Tips for Increasing Protein Intake
- Provide protein sources at each meal and snack to maximize opportunity for higher protein intake overall.
- Avoid any dietary restrictions or special diets and provide a liberalized diet; this will help to promote a greater nutrient intake.
- Get creative with the proteins you offer. If a patient has difficulty eating meat or restricts animal products for personal reasons, incorporate whole-food soy options such as tofu, tempeh, and edamame, or offer recipes that use beans as a base or fortified whole grains.
- Incorporate protein powder, skim milk powder or egg whites into a recipe to increase the protein per serving. Egg whites should be added to recipes that will be sufficiently cooked.
- Offer the remaining 12 grams of protein as snacks throughout the day. Some suggestions would be 1oz cheese (7g protein) with crackers, 3.5oz Greek yogurt (8g protein), 1⁄2 cup cottage cheese with saltine crackers (14g protein), or 3 slices rolled black forest ham (9g protein) on 1 slice bread.
- Serve a 4oz serving of MAGIC CUP® Frozen Dessert, as it is nutrient-dense as a dessert or snack. Each MAGIC CUp® Frozen Dessert serving provides 290 calories and 9g of protein, which can be served as both ice cream and when thawed as a pudding. The new packaging is in a see-through cup and is recyclable.

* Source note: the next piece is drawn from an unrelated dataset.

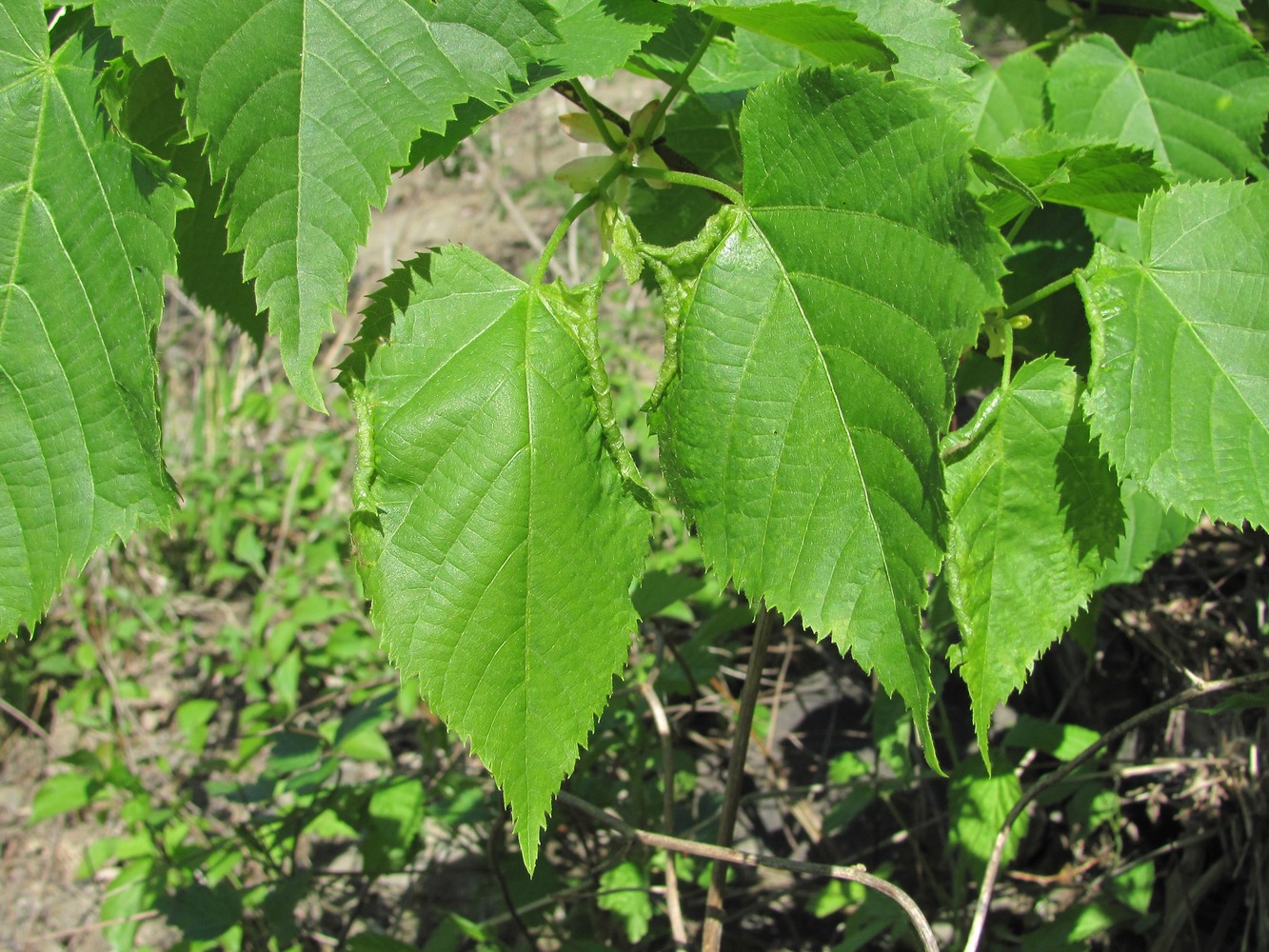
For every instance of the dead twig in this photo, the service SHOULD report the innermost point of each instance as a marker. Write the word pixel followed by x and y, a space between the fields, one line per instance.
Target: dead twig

- Offer a concentrated liquid protein to be given with med pass and with meals mixed in his beverages or potatoes/pudding/fruit sauce. This is beneficial for a client who is eating adequate calories but not protein.
- Provide an oral nutrition supplement which is higher in protein in small amounts throughout the day.
- Encourage exercise in combination with consuming an increased protein intake to promote improved nutritional status.
Aging seniors need more dietary protein than do younger people to maintain their physical function. Most older adults who have an acute or chronic disease need even more dietary protein for optimal protein synthesis and to reduce the risk of sarcopenia. Early identification and treatment of malnutrition amongst the aging senior can lead to improved outcomes and better quality of life. As a Nutrition Manager, Foodservice Professional or Registered Dietitian, I know that food and serving great food is at the heart of what we do. I hope you are inspired to use some of these ideas or come up with your own ideas of encouraging aging seniors to eat foods high in protein and energy.